Pas de traitement systématique

Le brincidofovir est à utiliser en deuxième intention « sous réserve de disponibilité », préconise le HCSP. C’est une prodrogue du cidofovir, antiviral à large spectre, analogue nucléosidique qui inhibe la synthèse d’ADN viral. Actuellement, le brincidofovir dispose d’une AMM aux Etats-Unis (Tembexa) dans le traitement de la variole (smallpox) chez l’adulte et l’enfant, y compris le nouveau-né. Il est également présent en Europe comme médicament orphelin dans la variole (smallpax), mais aussi dans l’infection par l’adénovirus chez des patients immunodéprimés. Disponible par voie orale, le brincidofovir présente une meilleure tolérance rénale que le cidofovir. Il n’existe aucune donnée d’efficacité chez l’homme, et son AMM aux Etats-Unis repose sur des données d’efficacité in vitro supérieures à celle du cidofovir sur les virus de la variole.

Le cidofovir est à utiliser en troisième intension. Il est disponible en France dans le cadre d’autorisations d’accès compassionnelles pour la prise en charge d’infections à adénovirus, à BK virus, à cytomégalovirus, à herpès simplex virus ou à herpès virus humain de type 6 chez les patients immunodéprimés en situation d’impasse thérapeutique, ainsi que dans le traitement de la papillomatose laryngée et/ou respiratoire basse réfractaire au traitement chirurgical. Le cidofovir était mentionné en 2008 comme traitement curatif potentiel de la variole dans le cadre du plan Biotox.

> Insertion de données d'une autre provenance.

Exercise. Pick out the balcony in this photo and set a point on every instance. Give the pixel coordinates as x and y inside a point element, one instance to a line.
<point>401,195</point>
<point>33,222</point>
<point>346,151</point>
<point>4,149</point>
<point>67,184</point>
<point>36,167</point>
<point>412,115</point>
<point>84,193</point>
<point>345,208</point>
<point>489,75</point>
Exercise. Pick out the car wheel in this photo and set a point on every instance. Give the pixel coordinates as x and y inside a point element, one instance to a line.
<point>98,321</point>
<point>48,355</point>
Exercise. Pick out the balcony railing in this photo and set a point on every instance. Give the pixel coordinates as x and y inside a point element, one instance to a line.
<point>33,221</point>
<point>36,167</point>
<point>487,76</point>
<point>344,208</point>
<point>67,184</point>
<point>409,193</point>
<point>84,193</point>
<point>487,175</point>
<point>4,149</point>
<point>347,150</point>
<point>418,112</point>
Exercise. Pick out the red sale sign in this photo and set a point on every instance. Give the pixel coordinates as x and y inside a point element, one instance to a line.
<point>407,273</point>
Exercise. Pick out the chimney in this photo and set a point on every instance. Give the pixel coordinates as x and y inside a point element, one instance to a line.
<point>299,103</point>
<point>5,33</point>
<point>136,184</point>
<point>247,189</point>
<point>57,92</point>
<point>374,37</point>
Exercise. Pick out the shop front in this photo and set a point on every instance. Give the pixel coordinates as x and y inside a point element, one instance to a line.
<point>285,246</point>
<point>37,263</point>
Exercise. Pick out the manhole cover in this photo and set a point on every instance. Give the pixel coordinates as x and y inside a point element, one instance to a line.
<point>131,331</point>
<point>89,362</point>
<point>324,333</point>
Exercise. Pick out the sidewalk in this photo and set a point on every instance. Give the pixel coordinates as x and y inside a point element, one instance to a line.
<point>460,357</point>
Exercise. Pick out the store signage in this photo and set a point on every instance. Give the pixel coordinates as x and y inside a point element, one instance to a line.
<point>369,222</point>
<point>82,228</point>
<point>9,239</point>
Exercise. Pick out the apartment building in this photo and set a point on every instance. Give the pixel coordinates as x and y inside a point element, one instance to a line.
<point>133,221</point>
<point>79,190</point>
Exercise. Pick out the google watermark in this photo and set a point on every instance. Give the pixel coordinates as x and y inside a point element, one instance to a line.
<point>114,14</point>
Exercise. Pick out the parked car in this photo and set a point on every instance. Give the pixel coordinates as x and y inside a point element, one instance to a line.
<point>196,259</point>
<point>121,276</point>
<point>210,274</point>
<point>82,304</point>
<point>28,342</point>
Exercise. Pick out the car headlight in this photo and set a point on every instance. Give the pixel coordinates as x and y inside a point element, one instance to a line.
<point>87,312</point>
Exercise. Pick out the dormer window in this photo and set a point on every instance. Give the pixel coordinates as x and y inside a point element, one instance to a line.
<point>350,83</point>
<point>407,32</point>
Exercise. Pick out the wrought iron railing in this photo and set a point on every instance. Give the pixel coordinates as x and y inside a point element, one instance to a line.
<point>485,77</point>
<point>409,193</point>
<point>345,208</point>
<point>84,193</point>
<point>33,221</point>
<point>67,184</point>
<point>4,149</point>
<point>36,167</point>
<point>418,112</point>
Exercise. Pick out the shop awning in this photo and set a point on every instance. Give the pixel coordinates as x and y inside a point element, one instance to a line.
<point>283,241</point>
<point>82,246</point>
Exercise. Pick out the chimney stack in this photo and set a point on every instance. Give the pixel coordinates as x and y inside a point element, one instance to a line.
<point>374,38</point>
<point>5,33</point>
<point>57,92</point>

Il n’existe pas à ce jour de données d’efficacité du cidofovir chez l’homme dans les infections à orthopoxvirus. Le cidofovir possède une forte toxicité rénale (risque de tubulopathie avec syndrome de Fanconi) et hématologique (neutropénie) ainsi qu’un potentiel effet carcinogène, tératogène et reprotoxique. Autre inconvénient : il s’administre par voie injectable. Il est réservé à l’usage hospitalier.

Enfin, les immunoglobulines humaines anti-vaccine (VIG) « constituent une alternative pour des populations particulières lorsque le tecovirimat ne peut pas être utilisé : femmes enceintes, jeunes enfants avec poids de moins de 13 kg », recommande le HCSP. Ces immunoglobulines sont extraites de plasma humain de donneurs sélectionnés en bonne santé qui présentaient des taux élevés d’anticorps dirigés contre le virus de la vaccine. Elles disposent d’une AMM uniquement aux Etats-Unis.

Le HCSP recommande « de ne pas traiter systématiquement tous les cas confirmés avec un antiviral ou des immunoglobulines ».